## Lossy image compression

The following bitmap image is represented by a $$864\times 1,536$$ matrix, call it $$A$$, in which each entry is an 8-bit integer. (Click here to view the image if you are not using Apple Safari.)

The basic idea behind lossy image compression is to obtain a representation of a matrix close to $$A$$ that requires less storage than what is needed to store all the entries of $$A$$. Here, the matrix $$A$$ is approximately equal to the product of two matrices (in a format compatible with Octave/MATLAB) $$P$$ and $$Q$$ with entries in 32-bit floats where $$P$$ is $$864\times 100$$ and $$Q$$ is $$100 \times 1,536$$. The image that corresponds to the product $$PQ$$ is as follows: (Click here to view the image if you are not using Apple Safari.)

Even though the second image shows degradation from the first image, the differences are not too pronounced, especially when viewed on a small screen. In fact, the second image maybe good enough for some practical purposes.

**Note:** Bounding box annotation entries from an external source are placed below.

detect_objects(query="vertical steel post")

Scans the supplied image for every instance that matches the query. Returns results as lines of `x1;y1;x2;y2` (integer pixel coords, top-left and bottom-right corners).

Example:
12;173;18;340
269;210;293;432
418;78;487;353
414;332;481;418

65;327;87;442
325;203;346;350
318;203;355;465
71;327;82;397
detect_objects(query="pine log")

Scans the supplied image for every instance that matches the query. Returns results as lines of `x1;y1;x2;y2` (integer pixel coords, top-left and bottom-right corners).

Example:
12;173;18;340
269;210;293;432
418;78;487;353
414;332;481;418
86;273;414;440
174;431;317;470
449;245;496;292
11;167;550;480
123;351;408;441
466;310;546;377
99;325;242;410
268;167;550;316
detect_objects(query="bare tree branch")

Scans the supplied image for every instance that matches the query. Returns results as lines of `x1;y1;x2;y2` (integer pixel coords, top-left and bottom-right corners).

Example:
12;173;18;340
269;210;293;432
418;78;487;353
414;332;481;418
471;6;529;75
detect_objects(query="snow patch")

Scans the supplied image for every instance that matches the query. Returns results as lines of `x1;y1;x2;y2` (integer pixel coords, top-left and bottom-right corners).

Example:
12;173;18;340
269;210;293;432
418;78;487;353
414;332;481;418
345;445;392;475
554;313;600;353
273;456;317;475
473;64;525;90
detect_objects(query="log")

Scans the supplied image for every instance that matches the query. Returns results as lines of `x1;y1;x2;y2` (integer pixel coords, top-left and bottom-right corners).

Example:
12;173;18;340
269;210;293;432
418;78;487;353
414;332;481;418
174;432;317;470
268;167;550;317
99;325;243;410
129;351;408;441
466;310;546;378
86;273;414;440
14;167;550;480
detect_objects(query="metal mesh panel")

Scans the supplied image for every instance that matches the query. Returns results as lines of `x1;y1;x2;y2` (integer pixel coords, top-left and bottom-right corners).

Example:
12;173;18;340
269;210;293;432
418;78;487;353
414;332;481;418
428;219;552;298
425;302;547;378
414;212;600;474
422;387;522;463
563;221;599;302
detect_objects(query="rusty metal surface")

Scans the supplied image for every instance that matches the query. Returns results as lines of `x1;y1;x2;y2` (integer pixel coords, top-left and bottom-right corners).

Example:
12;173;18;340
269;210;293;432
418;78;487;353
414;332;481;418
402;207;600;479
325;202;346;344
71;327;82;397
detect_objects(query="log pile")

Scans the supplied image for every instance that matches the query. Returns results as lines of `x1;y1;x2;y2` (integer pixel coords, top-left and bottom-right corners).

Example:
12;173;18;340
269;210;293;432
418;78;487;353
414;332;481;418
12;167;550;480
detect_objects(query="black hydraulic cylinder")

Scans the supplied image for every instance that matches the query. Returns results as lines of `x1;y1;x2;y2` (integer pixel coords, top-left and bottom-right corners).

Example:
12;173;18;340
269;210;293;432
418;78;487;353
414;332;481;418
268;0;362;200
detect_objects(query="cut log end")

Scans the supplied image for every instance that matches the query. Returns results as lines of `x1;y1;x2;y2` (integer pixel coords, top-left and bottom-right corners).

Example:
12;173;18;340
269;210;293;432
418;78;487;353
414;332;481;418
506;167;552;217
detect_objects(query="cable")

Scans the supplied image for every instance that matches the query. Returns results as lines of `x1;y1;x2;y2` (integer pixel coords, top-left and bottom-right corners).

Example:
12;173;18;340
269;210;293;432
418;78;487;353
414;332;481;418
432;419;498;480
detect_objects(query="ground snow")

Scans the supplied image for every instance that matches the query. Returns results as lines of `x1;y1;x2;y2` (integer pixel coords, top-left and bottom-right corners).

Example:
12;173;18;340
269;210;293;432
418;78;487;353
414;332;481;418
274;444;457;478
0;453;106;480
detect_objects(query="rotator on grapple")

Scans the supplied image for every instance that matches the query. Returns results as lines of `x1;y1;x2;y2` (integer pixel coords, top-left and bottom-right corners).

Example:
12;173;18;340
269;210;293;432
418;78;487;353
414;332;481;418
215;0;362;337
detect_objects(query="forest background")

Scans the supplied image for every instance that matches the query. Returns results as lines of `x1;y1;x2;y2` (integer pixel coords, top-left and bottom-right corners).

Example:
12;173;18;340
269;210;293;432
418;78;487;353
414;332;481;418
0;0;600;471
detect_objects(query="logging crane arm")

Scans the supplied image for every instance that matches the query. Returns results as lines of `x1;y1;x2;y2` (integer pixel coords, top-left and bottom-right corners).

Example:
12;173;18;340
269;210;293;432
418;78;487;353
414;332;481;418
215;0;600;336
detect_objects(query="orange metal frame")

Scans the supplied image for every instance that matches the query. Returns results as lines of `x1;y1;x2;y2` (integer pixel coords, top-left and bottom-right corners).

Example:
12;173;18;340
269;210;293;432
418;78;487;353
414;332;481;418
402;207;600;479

However, the main difference between the two is that storing all the entries of $$A$$ requires $$864 \times 1,536 = 1,327,104$$ bytes since each entry is an 8-bit integer; whereas storing the entries of $$P$$ and $$Q$$ require a total of $$4\times(864\times 100 + 100\times 1,536) = 960,000$$ bytes since each entry is a 32-bit float. Hence, storing $$P$$ and $$Q$$ instead of $$A$$ leads to a reduction of more than 27%. (In fact, one can use 24-bit floats instead of 32-bit floats. Doing so will result in more savings but will require a custom routine for saving and loading such matrices.)

This example raises two important questions:

1. What do we mean when we say that a matrix is close to another matrix?

2. How do we find the matrices $$P$$ and $$Q$$?

We will give an answer to the first question here. The second question will be addressed later.

## The Frobenius norm

To measure the “distance” between matrices, we make use of what is known as the Frobenius norm of a matrix.

Let $$A \in \mathbb{R}^{m \times n}$$. The Frobenius norm of $$A$$, denoted by $$\|A\|_F$$, is the quantity $\sqrt{ \sum_{i = 1}^m \sum_{j = 1}^n A_{i,j}^2}.$ In other words, it is the square root of the sum of the squares of the entries of $$A$$.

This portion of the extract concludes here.